Jak wspominał biskup diecezji Villarrica Felipe Santiago Benítez od pozdrowienia Laudetur Iesus Christus (Niech będzie pochwalony Jezus Chrystus) ks. Mieczysława Głowackiego, rozpoczął się dialog między nimi w Tivoli we Włoszech. A zakończył się projektem podjęcia pracy misyjnej w kraju Guaranów. Potem X Kapituła Generalna zebrana w Miejscu Piastowym w dniach od 16 do 21 listopada 1971 roku przyjęła wniosek księdza Mieczysława dotyczący zorganizowania grupy misyjnej do Paragwaju. Wypowiedziała się też, że Zgromadzenie misje traktuje jako rzecz konieczną i pilną i podejmie w tym kierunku odpowiednie wysiłki, by w szybkim czasie wysłać misjonarzy do Paragwaju. Po tych działaniach biskup napisał do przełożonego generalnego ks. Władysława Moroza pismo, pytając czy przyjmuje zaproszenie do pracy w jego diecezji.
Po kilku latach decyzja kapitulna dojrzała i trzej michalici: ks. Marian Polak, ks. Henryk Słoma i ks. Jan Wacławik udali się na misje do Paragwaju. Na Kontynent południowy płynęli statkiem. Potem zatrzymali się na krótko u ciotki ks. Jana Wacławika w Tigre. Do ojczyzny Guaranów udali się koleją. Pociąg parowy z Buenos Aires do Posadas biegnący po płaskim terenie nad rzeką Urugwaj, podobny do tego, którym ks. Bronisław Markiewicz w 1892 roku wracał z Włoch do Polski, jakby zatrzymał się w czasie, potrzebując prawie 30 godzin by dotrzeć do celu. Obydwa pociągi biegły ku północy. Ostry, zimny wiatr przenikał misjonarzy do szpiku kości, bo chociaż o Argentynie mówi się, że jest to „ciepły kraj”, w czerwcu jest zimno i temperatura w tym rejonie spada do kilku stopni.
Latynoski późny wieczór 2 czerwca 1976 roku, kiedy w Polsce minęła północ, na zawsze zapisał się na kartach całego Zgromadzenia.
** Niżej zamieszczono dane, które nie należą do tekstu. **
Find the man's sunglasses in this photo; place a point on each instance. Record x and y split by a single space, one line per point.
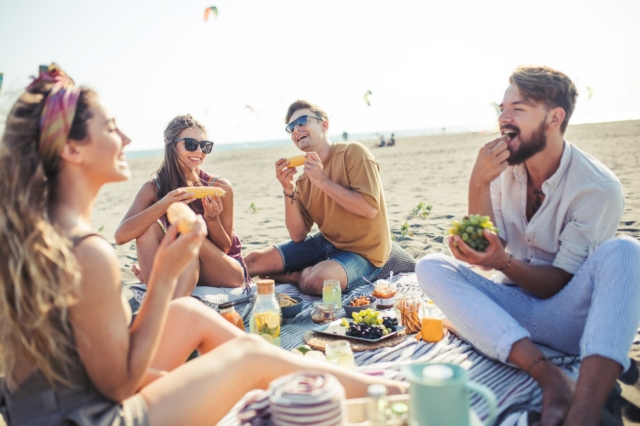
191 145
300 121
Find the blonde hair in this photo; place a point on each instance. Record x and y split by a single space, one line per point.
39 274
302 104
548 86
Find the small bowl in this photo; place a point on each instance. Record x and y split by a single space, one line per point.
349 310
292 311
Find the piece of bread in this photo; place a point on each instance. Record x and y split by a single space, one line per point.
204 191
181 214
296 161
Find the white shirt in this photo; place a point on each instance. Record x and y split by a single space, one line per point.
582 207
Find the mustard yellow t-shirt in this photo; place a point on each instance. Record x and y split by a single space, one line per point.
351 165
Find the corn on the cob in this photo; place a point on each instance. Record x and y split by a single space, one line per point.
183 215
296 161
204 191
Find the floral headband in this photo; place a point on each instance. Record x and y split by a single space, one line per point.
57 114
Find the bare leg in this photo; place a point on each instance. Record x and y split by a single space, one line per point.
557 388
146 247
264 262
203 390
312 279
597 377
217 269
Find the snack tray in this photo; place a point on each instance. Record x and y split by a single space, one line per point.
336 330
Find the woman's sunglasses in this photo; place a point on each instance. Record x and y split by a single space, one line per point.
300 121
191 145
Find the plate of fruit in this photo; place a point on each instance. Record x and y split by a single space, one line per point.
367 326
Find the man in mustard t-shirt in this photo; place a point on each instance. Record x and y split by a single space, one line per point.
340 191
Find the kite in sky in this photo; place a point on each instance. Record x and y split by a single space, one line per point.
211 10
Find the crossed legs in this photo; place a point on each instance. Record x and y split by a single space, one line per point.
203 390
596 315
213 267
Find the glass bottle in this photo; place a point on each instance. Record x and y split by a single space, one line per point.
339 352
377 407
266 316
332 292
228 312
410 311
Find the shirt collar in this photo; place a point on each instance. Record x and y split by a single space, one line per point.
520 170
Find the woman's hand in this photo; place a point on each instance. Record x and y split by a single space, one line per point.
177 195
175 253
212 207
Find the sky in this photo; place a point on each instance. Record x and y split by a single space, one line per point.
428 64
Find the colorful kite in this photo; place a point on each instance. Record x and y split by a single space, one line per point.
366 97
211 10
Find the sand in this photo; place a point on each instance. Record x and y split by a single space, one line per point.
431 169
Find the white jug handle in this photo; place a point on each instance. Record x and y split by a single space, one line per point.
488 396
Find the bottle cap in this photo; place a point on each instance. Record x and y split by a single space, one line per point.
376 391
265 286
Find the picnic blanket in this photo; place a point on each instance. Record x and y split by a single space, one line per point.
516 392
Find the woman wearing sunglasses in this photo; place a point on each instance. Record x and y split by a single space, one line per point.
69 354
220 263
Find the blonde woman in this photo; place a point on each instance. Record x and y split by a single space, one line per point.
69 352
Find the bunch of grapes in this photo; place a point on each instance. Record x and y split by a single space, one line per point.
471 230
368 325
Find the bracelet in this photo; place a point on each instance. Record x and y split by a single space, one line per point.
508 263
292 195
535 361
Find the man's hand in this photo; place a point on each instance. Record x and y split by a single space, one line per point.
314 169
285 175
493 257
491 161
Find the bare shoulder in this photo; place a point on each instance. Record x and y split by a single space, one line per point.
98 261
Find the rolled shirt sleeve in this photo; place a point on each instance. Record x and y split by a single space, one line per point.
593 218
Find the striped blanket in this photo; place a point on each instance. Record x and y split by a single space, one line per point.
516 392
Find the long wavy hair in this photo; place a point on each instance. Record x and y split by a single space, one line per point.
39 274
172 174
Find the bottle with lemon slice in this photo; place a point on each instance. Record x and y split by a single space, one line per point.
266 316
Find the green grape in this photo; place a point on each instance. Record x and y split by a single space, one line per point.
471 230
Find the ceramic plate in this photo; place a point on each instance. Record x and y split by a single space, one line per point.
335 329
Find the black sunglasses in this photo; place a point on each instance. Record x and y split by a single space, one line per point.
300 121
191 145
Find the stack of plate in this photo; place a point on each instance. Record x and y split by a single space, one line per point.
307 399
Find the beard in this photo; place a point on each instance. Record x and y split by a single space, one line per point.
529 147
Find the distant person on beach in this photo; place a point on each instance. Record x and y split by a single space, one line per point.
339 190
392 141
564 282
69 352
185 149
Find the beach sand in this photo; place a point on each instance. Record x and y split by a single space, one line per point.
431 169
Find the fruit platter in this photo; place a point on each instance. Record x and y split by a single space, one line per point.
366 326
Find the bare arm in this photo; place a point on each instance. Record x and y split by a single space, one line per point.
145 210
348 199
117 359
292 215
540 281
218 214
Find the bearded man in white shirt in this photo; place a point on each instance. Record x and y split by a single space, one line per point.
564 281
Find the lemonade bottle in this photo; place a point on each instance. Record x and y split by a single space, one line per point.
332 292
266 315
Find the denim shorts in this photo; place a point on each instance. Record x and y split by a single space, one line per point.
316 248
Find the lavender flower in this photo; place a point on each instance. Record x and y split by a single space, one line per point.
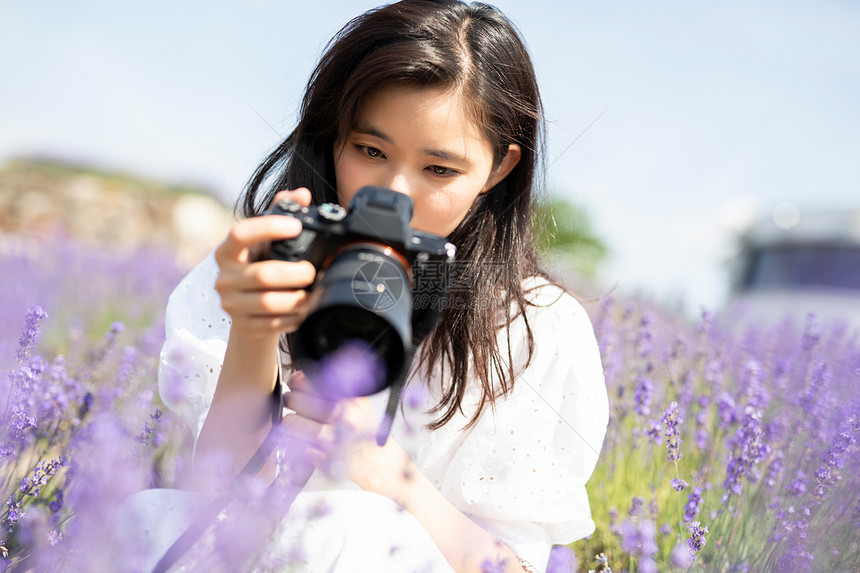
678 484
642 395
30 333
697 540
671 420
561 560
638 538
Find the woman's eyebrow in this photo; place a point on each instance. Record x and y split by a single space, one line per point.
365 129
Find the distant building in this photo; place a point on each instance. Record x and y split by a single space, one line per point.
800 263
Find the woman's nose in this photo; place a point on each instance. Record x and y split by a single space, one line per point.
399 182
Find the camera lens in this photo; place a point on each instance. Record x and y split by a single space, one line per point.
363 295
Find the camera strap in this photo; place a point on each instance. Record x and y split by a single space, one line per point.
395 390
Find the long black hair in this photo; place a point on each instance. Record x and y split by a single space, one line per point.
476 50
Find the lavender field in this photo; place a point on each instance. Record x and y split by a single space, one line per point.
731 446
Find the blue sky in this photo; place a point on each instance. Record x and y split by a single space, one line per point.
709 114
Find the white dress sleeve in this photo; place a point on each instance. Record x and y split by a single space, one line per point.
520 470
196 330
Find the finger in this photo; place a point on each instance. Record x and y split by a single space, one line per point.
299 382
302 196
262 325
250 232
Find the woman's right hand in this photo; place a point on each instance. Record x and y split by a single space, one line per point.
264 298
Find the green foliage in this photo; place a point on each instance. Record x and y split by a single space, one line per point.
564 233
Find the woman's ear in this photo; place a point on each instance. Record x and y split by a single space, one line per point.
509 161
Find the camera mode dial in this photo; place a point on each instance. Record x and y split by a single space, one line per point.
332 212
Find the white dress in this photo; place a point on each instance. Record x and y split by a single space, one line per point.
519 471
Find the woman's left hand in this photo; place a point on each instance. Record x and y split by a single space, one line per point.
340 438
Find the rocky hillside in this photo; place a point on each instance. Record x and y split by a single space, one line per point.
46 197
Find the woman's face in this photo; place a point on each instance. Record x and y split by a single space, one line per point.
422 143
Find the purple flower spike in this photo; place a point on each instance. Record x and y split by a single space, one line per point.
697 537
30 333
354 370
678 484
672 420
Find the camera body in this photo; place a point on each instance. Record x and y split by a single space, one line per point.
378 280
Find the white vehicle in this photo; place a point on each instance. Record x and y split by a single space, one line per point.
801 264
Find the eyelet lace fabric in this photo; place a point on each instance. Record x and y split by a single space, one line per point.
519 471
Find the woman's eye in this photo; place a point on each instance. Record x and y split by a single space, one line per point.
443 171
370 151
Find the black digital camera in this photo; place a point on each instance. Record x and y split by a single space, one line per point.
378 281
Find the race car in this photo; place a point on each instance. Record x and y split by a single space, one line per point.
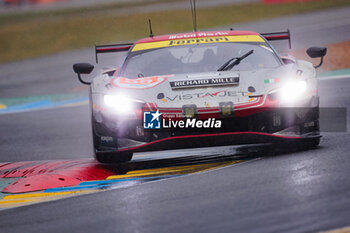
202 89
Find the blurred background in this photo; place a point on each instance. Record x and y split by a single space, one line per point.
34 28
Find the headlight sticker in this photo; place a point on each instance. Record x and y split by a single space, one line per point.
139 83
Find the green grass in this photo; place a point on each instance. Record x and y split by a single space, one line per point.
32 35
Wówczas to pierwsi michalici opuścili prom na rzece Parana, łączący argentyńskie miasto Posadas z paragwajskim Encarnación i stanęli na ziemi Guaranów pod Krzyżem Południa.
Pierwsze doświadczenia
Jeden z nich tak to wspomina: „Utkwił mi w pamięci ten przyjazd. Była noc. Część bagaży zostawiliśmy na stacji kolejowej w Encarnación, resztę włożyliśmy na zamówioną starą dryndę -bagażówkę i pojechaliśmy do domu biskupiego. Wydając przedziwne odgłosy i pomruki i trzęsąc się cała, bagażówka ruszyła. Biskupa nie zastaliśmy, a kucharka bała się wpuścić w nocy trzech podejrzanych typów. Poradziła nam, że kilka kilometrów dalej, żyje jedna polska rodzina. Ruszyliśmy w tamtym kierunku. Po nawoływaniach (już wtedy szofer pouczył nas, że przed drzwiami trzeba klaskać w dłonie i czekać aż ktoś wyjdzie) wyszła kobieta. Kiedy w paru słowach przedstawiliśmy jej naszą sytuację rozłożyła bezradnie ręce stwierdzając, że męża nie ma w domu i nie może nas przyjąć. Ale pocieszyła nas, że niedaleko stąd, parę kilometrów mieszkają misjonarze werbiści. Ci nas przyjęli i ugościli. Ponad dwa miesiące przebywaliśmy w Niższym Seminarium w Obligado, pogłębiając znajomość hiszpańskiego. Paragwaj – nasza ziemia obiecana, czekał na nas.”
Rozpoczęcie pracy
Dnia 28 listopada 1976 roku objęli Parafię Matki Bożej Różańcowej w Natalicio Talavera w diecezji Villarrica. Kilka dni później biskup z przynależącej do Natalicio wioski Mauricio José Troche, erygował nową Parafię Najśw. Serca Jezusowego. Tutaj księża rozpoczęli posługę 2 grudnia tego samego roku, by pozostawić niezmazalne ślady michalickie pod Krzyżem Południa.